Никогда раньше Петер не играл так вдохновенно!
Несмотря на то, что эту пьеску сочинил он сам и пока не исполнял на публике, скрипка знала её до мельчайших подробностей и даже подсказывала автору, как её улучшить.
Когда замер последний звук, Петер торжествующе взглянул на мастера:
- Ну как?
- Для начинающего недурно, - пожал тот плечами.
- Недурно? - возмутился Петер. - Да это божественно!

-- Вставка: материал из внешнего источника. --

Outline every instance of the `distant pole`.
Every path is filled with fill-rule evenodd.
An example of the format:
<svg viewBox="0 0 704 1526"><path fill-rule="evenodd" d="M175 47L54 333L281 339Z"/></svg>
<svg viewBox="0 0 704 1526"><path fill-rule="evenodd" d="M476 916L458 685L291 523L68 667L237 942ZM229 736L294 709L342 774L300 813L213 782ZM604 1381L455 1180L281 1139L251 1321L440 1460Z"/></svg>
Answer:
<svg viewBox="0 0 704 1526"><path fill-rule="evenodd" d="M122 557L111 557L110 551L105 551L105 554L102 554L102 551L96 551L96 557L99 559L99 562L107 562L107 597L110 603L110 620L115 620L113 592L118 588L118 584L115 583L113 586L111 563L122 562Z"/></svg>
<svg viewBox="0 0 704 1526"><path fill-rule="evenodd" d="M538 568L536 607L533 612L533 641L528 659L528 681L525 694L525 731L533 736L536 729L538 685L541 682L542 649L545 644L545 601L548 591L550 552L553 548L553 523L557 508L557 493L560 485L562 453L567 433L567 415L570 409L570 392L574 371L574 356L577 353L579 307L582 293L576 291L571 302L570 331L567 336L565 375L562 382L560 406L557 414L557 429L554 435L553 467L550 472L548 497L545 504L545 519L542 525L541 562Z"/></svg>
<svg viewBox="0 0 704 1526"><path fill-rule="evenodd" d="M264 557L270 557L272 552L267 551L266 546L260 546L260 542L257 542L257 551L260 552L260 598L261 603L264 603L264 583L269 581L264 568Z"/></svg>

Георг рассмеялся и, подойдя к окну, поманил юношу рукой. Когда тот приблизился к нему, он сказал:
- Видишь острую скалу под горой?
- Ну, вижу.
- Видишь сидящего на ней орла?
- Вижу.
- Смотри, он взлетел. Ты заметил, как неуверенно машет он крыльями? Вот опять сел. Это птенец, вчера выпал из гнезда. Я думал, разобьётся, но у него хватило догадливости заработать крыльями. Голову даю на отсечение, он, перепархивая от скалы к скале, гордится тем, что родился птицей и хвастается перед козами и кроликами своим сомнительным умением летать. И кричит всем и каждому, какой божественной грациозности исполнен его смехотворный полёт.
- Ты это о моей игре? - обиженно проговорил Петер.
Георг положил ладонь ему на плечо.
- О тебе, мальчик. И о себе, и о каждом, кто взялся творить. Ты неплохо играешь, но твоя музыка пуста, нет в ней ни мысли, ни страсти, ни слёз, ни радости. Как расписная шкатулка, она может тешить взор неискушённого человека - мастера же ни капельки не убеждает.
- Я не верю тебе, - чуть не плача, проговорил Петер. - Ты смеёшься надо мной.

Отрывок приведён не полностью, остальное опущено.